Hacker News new | ask | show | jobs
by jmreardon 5470 days ago
High object churn shouldn't be a problem for the JVM, whether it is running Scala or Java code. Allocation lots of little objects and then discarding them shortly after is a use case the JVM is well optimized for. You would have to allocate an extraordinary number of such objects to see any real slowdown.

The Oracle JVM uses generational garbage collection[1]. Glossing over some details, this garbage collector divides objects into generations depending on how long they've been around, and also keeps track of references that cross generations. Objects that are newly created go into the first generation. If the objects don't refer to objects outside of the first generation, it is very cheap for the VM to determine they are in fact garbage. When the garbage collector gets run, objects that a still live get copied to another generation. Once the still live objects are copied out, the VM doesn't need to do any cleanup to get rid of the dead objects, it simply marks the whole memory block the first generation was in as available.

[1] Not that other JVMs don't, but I only know the official one.

3 comments

Oracle have put an enormous amount of work into the JRockit GC to support determinism. It's very clever: you can say to it, no GC pauses longer than X milliseconds, and it will adjust its throughput to guarantee that. So you might get lower overall performance, but it will be predictable.

      simply marks the whole memory block the first 
      generation was in as available
That doesn't make any sense.

On that GC run what if you just allocated an object, 0.01ms ago? You mean to tell me that it's either (a) deallocated before being used or (b) moved to the second generation already? Also, you need to basically stop the world for doing first-generation cleanup, as you described it, otherwise you're running into race-problems. That's insane.

Glossing over some details, no matter how efficient the GC is in regards to first generation treatment, you're still accessing the heap, which is an expensive operation, you're still potentially boxing/unboxing primitives in loops and you're also making single-dispatch virtual calls on those short-lived objects.

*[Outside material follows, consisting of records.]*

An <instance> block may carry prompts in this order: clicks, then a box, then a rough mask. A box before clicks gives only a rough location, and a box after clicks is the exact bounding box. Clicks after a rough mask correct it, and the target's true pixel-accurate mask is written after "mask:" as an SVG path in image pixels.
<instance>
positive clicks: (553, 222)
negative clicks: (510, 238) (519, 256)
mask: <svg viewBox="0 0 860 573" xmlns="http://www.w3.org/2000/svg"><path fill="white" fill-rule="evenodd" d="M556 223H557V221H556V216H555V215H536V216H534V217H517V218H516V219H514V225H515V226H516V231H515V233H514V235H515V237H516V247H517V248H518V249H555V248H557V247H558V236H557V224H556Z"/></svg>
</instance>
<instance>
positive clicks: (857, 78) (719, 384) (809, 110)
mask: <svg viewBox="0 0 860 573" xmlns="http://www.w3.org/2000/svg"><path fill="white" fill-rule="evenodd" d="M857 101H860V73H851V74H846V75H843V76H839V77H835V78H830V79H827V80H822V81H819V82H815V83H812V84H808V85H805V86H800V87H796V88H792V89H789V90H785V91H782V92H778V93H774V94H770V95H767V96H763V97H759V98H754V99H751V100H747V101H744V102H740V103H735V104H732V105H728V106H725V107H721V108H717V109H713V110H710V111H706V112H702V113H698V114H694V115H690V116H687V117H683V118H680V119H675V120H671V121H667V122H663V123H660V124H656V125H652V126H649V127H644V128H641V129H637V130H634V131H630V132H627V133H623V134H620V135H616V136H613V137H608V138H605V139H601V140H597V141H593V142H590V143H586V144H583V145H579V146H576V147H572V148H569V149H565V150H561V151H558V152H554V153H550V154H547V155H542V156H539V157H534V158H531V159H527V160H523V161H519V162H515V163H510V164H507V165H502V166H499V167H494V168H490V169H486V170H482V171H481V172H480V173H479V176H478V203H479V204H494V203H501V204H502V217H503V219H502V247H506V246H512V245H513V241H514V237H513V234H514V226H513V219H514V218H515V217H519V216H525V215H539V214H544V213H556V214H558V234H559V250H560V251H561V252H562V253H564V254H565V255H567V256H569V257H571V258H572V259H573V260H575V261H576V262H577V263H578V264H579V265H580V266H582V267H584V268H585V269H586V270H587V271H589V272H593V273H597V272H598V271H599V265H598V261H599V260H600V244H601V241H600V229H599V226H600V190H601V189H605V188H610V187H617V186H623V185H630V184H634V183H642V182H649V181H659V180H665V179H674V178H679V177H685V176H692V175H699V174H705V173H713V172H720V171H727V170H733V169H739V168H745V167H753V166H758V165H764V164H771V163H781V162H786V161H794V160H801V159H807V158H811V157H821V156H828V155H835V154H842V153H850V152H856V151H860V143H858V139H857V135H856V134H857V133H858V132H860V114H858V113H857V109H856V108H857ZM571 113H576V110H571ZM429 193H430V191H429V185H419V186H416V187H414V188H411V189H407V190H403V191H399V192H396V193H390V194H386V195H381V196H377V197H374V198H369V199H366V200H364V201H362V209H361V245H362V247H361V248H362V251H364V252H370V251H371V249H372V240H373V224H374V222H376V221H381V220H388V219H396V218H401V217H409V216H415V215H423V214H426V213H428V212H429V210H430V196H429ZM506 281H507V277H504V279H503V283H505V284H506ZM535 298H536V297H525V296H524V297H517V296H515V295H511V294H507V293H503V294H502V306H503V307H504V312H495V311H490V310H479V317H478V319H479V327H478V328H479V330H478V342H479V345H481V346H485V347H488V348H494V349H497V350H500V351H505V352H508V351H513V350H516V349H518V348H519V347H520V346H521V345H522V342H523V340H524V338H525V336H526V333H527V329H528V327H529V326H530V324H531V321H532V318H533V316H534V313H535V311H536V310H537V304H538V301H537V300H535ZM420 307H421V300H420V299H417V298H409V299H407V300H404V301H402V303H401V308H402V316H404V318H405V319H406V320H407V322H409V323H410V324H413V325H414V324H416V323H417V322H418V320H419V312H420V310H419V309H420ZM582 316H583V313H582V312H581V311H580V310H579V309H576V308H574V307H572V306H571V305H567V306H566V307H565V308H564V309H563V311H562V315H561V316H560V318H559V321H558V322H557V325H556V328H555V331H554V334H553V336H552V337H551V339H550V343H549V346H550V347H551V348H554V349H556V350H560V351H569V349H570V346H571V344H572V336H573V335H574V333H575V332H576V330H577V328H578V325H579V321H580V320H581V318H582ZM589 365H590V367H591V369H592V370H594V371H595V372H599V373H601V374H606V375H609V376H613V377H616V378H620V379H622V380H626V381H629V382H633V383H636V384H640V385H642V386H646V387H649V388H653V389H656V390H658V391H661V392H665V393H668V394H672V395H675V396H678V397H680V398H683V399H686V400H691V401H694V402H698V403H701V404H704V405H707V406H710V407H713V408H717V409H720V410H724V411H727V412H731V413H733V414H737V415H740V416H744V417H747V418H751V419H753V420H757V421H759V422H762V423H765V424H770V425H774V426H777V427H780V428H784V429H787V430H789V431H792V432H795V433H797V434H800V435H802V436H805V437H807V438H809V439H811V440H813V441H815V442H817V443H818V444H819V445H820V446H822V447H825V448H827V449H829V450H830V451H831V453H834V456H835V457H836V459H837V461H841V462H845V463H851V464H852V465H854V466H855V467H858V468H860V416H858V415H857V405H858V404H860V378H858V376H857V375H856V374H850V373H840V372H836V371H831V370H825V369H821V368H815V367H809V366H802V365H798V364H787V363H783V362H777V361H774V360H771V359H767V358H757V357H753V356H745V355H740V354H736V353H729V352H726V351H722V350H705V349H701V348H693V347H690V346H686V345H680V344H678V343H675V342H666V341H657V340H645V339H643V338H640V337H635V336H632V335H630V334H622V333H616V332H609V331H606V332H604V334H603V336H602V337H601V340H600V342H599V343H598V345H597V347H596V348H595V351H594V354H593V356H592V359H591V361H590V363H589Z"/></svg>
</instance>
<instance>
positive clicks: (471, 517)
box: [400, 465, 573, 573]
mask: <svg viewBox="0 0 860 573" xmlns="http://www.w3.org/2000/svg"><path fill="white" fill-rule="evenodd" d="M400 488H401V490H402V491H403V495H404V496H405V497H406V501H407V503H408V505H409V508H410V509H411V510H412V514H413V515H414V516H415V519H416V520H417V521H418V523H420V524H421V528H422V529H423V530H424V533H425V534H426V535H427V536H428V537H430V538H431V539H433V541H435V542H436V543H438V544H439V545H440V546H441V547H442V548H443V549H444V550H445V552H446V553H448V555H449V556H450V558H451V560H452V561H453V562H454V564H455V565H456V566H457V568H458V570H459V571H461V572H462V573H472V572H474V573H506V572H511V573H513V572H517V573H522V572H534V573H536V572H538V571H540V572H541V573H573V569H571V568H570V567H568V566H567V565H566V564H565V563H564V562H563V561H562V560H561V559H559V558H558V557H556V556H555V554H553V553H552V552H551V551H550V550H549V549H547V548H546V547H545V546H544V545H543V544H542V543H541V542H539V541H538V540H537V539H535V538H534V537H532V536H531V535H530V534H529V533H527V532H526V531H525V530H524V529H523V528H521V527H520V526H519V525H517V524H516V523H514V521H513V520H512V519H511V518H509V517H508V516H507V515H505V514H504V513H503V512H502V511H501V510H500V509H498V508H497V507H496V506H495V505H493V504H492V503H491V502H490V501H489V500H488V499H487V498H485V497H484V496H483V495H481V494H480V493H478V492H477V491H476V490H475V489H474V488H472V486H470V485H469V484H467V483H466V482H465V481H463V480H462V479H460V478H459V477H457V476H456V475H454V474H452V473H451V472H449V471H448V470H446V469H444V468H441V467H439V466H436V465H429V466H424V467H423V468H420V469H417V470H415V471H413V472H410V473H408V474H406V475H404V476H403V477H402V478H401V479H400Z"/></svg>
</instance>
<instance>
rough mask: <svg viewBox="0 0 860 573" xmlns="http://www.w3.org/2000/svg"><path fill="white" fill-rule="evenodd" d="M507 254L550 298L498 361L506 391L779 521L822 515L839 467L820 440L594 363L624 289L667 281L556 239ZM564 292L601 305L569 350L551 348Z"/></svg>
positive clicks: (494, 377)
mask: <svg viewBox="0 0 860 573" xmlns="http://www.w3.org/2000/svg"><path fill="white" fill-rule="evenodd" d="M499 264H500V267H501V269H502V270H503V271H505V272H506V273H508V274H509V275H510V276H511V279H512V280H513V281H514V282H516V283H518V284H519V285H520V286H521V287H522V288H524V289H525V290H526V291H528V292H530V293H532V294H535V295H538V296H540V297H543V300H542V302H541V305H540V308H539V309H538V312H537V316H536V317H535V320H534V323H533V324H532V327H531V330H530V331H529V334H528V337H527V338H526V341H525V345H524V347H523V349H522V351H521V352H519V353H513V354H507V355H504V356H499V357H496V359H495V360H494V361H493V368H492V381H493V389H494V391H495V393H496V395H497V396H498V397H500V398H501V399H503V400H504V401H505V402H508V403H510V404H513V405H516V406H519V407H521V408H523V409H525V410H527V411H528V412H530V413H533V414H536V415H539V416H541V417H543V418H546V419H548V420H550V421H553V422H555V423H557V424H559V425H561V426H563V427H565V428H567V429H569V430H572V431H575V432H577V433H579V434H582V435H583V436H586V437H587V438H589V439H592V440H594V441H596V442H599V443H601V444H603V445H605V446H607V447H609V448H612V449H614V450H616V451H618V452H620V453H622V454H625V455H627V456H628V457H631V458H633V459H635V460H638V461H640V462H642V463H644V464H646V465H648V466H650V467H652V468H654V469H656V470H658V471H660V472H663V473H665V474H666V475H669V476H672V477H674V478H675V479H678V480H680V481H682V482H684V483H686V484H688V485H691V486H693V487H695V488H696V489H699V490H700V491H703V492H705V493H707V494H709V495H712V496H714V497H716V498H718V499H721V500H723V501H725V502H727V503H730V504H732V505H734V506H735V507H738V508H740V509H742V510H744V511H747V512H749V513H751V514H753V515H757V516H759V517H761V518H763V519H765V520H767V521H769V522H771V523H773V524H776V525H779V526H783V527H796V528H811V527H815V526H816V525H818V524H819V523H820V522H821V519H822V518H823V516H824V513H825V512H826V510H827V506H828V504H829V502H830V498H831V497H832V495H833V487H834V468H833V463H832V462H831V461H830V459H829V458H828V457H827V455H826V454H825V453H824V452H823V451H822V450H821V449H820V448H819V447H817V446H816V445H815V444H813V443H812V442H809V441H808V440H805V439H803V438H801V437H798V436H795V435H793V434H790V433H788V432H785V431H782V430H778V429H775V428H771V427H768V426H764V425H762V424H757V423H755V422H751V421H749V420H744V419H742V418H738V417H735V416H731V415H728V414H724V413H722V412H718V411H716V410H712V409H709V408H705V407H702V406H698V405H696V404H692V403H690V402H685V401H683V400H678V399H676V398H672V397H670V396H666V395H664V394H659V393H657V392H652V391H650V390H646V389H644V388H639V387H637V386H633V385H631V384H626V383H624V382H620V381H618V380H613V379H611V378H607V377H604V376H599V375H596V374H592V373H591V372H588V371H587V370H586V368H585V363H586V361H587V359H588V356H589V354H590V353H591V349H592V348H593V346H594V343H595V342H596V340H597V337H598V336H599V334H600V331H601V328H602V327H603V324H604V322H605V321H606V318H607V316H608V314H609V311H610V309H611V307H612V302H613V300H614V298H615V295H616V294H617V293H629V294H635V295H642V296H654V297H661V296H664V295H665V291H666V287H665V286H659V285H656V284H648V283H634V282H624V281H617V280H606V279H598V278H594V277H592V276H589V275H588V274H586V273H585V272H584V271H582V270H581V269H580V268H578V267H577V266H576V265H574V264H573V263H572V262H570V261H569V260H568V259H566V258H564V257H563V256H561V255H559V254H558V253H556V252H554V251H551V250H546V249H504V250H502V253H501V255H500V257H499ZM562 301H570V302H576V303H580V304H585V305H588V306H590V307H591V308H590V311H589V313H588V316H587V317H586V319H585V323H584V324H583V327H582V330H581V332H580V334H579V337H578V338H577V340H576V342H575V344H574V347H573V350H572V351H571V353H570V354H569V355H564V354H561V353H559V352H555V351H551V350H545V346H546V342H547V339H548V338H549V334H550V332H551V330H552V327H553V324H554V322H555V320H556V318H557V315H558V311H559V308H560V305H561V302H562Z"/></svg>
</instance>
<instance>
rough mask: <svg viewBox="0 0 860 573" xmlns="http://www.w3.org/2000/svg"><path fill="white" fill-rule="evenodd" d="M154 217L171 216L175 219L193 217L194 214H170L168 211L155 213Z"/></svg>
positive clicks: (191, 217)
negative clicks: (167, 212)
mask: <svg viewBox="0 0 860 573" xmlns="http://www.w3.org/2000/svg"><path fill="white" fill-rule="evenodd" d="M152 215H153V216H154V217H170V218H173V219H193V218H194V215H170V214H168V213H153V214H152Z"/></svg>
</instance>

C++ has terrible performance when using heap-allocated values, but with stack-allocated objects C++ kicks Java's butt. And that's not the only potential problem for Scala, unless Scala adds some kind of tracing compiler that can avoid boxing/unboxing and runtime-dispatch when not necessary.

I can tell you is isn't being deallocated before being used, that would be a major bug. So, I guess it would get moved, but the GC probably won't run unless the first gen space is pretty full. I'm glossing over details because, well, the GC in the JVM is a very complicated piece of work, and I don't know much of the details, but the JVM does in fact default to a stop-the-world garbage collector[1].

I don't think anyone actually expects the JVM to beat C++ using stack allocated objects[2]. Our concern is how well a garbage collector handles lots of small objects.

[1] Details on how the JVM GC works: http://www.oracle.com/technetwork/java/gc-tuning-5-138395.ht... [2] There is a switch, which will be on by default one day, that lets the JVM do escape analysis so it can allocate objects on the stack automatically.

It all depends on the context. In code that is not performance-sensitive, a bit of object churn isn't a problem.

However, there are places where a lot of object churn can really be problematic. In particular, I find that Android applications tend to be somewhat sensitive to this. However, even in desktop or server applications, a lot of object churn in a tight loop can be bad.

That's because when people talk about the JVM's performance, they refer to Oracle's Java SE, not Android and not Apache Harmony.